22. Perusal of the records as rightly submitted on behalf of the respondent also disclose that even the Notice of Motion for condonation of delay in preferring the cross objections was taken out merely 2 and 1/2 years after lodging the cross objections. Undoubtedly the Order 41, Rule 22(2) speaks about applicability of provisions of Rule 1 as to the form and contents of memorandum of cross objections. Order 41, Rule 22 nowhere specifically provides that the provisions of Rule 3(A) of Order 41 would also apply to the cross objections.

23. However, in our considered opinion, merely because there is no specific provision in that regard once it is held that the form and contents of the cross objections should satisfy requirements of Rule 1 of Order 41, provision of Rule 3(A) would also get attracted to the cross objections. Rule 3(A) of Order 41 clearly requires that when the appeal is filed beyond the period of limitation, the application for condonation of delay should accompany the appeal. Similarly when the cross objections filed beyond the period of limitation prescribed under Order 41, Rule 22 of C.P.C., the application for condonation of delay should accompany the cross objections.

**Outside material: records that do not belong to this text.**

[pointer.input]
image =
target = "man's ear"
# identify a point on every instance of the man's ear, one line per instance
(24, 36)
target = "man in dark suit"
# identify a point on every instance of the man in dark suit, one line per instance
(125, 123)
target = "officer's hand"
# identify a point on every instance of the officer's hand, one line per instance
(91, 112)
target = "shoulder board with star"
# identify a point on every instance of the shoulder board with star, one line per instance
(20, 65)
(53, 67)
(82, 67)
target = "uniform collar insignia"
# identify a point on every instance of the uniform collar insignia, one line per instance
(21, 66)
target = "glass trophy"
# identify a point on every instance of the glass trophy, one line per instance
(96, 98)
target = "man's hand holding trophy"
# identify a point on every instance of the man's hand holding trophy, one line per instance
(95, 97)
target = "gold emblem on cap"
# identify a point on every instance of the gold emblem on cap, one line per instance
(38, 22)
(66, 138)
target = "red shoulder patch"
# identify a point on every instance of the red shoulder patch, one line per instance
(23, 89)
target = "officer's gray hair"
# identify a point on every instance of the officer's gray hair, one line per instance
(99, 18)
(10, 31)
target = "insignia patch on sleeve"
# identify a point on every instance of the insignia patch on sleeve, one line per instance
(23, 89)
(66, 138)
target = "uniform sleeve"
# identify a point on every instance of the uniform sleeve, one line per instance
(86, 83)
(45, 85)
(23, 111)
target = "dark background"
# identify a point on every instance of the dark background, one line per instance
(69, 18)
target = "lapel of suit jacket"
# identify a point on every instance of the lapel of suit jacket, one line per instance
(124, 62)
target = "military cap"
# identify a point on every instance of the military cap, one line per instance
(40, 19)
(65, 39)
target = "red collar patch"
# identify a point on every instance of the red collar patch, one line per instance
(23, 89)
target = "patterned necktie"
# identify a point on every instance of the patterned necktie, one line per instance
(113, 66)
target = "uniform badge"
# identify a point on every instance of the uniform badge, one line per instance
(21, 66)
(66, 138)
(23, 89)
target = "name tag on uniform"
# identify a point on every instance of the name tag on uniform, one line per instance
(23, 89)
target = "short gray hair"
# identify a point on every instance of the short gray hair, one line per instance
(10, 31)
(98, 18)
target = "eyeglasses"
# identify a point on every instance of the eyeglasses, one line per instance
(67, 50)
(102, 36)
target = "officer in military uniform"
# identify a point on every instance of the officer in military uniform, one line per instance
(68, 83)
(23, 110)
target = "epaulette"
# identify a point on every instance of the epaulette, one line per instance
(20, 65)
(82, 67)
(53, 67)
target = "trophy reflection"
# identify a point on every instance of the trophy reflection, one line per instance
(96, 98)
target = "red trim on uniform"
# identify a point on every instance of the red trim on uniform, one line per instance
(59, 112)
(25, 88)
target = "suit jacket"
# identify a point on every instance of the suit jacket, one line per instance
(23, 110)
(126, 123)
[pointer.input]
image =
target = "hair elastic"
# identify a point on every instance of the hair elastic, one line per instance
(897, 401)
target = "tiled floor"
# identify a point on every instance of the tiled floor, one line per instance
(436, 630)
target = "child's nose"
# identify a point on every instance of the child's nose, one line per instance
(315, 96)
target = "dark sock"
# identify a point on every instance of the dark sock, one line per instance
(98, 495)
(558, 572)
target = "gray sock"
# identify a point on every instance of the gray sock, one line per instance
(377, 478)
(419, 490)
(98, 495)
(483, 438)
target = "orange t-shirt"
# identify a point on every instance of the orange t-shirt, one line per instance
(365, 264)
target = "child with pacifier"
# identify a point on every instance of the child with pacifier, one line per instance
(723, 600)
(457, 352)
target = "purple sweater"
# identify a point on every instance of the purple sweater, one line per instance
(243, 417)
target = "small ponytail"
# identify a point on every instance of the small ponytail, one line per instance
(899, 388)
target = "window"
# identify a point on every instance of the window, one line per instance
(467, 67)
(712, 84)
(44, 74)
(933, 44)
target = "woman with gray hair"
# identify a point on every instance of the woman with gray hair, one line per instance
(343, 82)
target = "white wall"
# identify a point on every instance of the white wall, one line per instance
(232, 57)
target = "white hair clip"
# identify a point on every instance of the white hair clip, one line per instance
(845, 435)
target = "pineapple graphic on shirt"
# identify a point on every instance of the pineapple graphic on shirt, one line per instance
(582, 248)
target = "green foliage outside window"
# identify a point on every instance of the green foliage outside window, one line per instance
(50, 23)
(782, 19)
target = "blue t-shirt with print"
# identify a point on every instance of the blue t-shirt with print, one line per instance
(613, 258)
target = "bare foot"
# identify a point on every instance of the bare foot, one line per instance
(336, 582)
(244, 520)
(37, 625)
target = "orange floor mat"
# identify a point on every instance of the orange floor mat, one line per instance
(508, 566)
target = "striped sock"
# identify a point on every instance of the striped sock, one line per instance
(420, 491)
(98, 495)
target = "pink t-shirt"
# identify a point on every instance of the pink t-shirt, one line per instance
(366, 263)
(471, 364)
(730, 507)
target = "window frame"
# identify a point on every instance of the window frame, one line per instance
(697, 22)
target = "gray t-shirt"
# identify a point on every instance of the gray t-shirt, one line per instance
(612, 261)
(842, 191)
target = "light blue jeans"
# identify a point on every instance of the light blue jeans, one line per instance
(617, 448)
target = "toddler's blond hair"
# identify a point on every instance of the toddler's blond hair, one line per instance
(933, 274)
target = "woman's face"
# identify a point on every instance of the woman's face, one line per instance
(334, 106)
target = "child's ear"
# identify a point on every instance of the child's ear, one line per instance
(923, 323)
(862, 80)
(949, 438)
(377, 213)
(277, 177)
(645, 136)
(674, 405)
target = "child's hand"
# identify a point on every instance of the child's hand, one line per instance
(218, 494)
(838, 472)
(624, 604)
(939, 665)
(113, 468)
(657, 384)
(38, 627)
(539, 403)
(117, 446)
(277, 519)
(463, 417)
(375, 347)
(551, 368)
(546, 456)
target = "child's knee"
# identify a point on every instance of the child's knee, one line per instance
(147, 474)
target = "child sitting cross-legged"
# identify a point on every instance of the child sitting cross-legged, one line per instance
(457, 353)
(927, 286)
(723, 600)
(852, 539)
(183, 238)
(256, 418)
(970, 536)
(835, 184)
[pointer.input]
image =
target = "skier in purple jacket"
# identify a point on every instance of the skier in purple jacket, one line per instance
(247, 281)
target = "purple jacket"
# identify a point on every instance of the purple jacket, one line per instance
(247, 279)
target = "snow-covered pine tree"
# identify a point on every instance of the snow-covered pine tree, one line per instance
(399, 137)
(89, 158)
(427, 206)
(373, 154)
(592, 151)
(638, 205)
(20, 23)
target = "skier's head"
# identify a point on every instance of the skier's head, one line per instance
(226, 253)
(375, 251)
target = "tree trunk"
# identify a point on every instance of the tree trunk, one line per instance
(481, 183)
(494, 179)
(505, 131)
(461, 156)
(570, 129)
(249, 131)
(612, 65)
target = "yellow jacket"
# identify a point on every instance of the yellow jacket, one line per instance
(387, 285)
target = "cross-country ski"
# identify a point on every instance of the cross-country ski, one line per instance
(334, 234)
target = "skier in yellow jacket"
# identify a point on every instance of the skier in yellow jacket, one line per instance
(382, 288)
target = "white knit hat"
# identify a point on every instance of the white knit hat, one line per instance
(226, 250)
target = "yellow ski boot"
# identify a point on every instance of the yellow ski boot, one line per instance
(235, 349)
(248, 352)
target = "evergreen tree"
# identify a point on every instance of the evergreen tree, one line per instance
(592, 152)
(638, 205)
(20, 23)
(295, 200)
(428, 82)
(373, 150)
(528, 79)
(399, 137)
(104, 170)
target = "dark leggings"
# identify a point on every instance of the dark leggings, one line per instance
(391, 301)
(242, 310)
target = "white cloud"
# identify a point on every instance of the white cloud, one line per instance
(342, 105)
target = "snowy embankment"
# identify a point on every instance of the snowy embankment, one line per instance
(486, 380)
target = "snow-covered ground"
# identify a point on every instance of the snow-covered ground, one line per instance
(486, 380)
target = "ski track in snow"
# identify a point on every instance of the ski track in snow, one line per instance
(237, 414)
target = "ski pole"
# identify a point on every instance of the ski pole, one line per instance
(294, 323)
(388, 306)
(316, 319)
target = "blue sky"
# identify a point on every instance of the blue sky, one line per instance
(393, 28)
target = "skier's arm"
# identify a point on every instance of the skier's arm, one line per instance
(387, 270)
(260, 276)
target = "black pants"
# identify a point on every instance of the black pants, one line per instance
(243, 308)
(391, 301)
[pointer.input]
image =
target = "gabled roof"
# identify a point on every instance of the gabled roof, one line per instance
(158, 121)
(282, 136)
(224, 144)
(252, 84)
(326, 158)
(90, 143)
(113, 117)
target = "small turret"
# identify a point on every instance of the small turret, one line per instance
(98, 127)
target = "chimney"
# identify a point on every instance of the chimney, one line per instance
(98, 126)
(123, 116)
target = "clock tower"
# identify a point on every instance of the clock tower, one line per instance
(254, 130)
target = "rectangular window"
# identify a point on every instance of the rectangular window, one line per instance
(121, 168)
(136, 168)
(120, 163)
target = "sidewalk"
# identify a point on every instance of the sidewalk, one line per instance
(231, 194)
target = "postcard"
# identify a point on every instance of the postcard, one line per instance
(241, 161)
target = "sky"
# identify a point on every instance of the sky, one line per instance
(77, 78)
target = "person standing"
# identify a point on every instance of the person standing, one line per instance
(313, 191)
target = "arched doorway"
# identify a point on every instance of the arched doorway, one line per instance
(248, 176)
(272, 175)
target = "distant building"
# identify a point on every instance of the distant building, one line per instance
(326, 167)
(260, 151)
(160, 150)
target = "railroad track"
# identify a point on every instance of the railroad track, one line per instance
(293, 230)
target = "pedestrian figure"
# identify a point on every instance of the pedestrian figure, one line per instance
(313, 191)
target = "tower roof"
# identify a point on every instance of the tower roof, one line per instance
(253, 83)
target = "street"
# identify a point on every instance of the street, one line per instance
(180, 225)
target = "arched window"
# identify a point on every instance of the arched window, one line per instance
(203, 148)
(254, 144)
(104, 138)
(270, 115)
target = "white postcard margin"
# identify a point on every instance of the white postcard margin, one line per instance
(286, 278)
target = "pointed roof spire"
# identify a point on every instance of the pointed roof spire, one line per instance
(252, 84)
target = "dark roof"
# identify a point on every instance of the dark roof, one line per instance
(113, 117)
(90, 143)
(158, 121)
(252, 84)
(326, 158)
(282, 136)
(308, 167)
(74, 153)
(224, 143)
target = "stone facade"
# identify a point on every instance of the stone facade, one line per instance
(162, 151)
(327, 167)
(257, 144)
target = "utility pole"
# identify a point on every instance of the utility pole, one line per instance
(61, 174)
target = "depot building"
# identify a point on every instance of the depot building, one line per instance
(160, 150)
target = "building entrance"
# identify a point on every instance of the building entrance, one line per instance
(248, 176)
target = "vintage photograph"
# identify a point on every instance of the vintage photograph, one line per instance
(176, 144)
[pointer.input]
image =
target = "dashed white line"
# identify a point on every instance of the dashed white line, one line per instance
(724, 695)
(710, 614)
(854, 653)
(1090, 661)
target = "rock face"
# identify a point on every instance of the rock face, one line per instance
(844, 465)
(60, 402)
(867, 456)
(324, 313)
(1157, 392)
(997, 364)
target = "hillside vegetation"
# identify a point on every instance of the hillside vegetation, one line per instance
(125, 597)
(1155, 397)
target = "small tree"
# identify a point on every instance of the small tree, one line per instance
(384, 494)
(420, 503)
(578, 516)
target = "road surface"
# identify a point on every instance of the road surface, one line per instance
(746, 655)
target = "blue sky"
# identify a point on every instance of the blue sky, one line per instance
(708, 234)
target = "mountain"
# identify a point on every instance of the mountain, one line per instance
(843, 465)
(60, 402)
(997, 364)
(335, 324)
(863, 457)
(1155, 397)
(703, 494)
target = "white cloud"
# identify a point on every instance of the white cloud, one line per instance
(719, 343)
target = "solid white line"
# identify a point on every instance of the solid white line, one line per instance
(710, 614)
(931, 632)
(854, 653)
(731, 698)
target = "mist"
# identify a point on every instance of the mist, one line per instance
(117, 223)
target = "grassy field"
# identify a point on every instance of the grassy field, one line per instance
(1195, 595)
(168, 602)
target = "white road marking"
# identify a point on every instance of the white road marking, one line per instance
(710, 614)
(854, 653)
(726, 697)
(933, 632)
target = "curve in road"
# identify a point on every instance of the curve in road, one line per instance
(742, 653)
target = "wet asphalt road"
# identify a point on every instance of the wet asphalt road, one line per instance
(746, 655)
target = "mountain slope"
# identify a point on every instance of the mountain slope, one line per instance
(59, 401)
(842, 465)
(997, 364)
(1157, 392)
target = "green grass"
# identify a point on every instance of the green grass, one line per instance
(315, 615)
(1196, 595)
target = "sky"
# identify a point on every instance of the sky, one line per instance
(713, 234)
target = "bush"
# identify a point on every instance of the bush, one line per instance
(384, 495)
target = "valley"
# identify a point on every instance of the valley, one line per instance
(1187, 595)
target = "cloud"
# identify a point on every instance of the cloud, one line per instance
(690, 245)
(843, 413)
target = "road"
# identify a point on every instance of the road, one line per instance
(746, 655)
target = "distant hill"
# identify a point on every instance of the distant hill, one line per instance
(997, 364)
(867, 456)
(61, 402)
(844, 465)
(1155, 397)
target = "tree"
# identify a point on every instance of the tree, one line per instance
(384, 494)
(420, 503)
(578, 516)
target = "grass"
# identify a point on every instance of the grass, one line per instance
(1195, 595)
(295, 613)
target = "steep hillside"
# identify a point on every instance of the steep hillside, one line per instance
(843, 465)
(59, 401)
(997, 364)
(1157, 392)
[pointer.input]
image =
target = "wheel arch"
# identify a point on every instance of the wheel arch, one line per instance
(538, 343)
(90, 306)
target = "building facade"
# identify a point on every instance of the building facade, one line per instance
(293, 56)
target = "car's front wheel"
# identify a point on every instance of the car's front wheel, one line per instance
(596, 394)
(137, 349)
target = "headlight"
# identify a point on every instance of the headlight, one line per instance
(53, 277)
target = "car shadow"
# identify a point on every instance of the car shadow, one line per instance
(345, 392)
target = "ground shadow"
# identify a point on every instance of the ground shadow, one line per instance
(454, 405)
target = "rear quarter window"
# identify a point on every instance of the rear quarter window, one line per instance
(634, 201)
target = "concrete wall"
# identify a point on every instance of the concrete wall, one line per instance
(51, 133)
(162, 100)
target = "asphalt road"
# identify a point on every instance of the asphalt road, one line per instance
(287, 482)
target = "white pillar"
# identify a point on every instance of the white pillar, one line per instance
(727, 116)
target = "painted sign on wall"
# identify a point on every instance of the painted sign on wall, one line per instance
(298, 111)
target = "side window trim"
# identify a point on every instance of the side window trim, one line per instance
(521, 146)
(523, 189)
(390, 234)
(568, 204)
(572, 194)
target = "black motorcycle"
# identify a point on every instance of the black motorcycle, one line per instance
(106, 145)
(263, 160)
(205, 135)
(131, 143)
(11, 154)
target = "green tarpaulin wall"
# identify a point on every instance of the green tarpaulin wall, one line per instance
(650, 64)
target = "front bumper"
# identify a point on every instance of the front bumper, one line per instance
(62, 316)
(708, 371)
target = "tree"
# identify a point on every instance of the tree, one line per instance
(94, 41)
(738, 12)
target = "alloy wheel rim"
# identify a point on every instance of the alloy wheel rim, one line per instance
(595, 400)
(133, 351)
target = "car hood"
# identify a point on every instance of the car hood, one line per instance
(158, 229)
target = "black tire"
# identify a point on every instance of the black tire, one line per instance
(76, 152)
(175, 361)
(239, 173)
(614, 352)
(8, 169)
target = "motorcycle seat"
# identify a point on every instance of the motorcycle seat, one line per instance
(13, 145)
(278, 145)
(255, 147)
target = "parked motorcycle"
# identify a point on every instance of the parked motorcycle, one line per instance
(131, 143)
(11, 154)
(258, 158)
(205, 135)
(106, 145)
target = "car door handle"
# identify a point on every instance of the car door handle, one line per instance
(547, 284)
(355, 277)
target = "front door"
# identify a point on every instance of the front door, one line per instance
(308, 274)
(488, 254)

24. As already seen above in the case in hand, the application for condonation of delay was not filed along with the cross- objections. Perhaps it was so on assumption that there was no delay in filing the cross objections. Nevertheless, having filed the same subsequently it is really surprising that neither the notice of Motion nor the Affidavit in support thereof disclose any cause for delay in filing the cross- objections. Merely contending that there was no service of Notice and that therefore there was no delay in filing the cross objections cannot be accepted for the reasons stated above.

25. It is pertinent to note that there is no factual matrix disclosed which compelled the respondents to take 71 days to prepare the cross objections and lodge the same in the Court. Having been made aware that there was a delay in lodging the cross objections and that, therefore, is required to disclose the sufficient cause for such delay, apart from raising the legal contentions as regards the absence of delay, it was necessary for the appellant/respondent to place on record the facts, if any, which could reveal sufficient cause for delay.

26. Once it was to the knowledge of the appellant that there was 71 days delay, considering the notice of hearing of appeal was waived on 16th February, it was necessary for the respondent to reveal the facts which could disclose sufficient cause for condonation of 71 days in filing the cross objections. As rightly submitted on behalf of the appellant, we find total absence of any fact which could justify any part of the delay of 71 days in lodging the cross objections.

27. For the reasons stated above, therefore, in the absence of sufficient cause being disclosed for 71 days delay in lodging cross objections, there is no case made out for condonation of delay. Hence, Notice of Motion fails and is hereby dismissed with no order as to costs.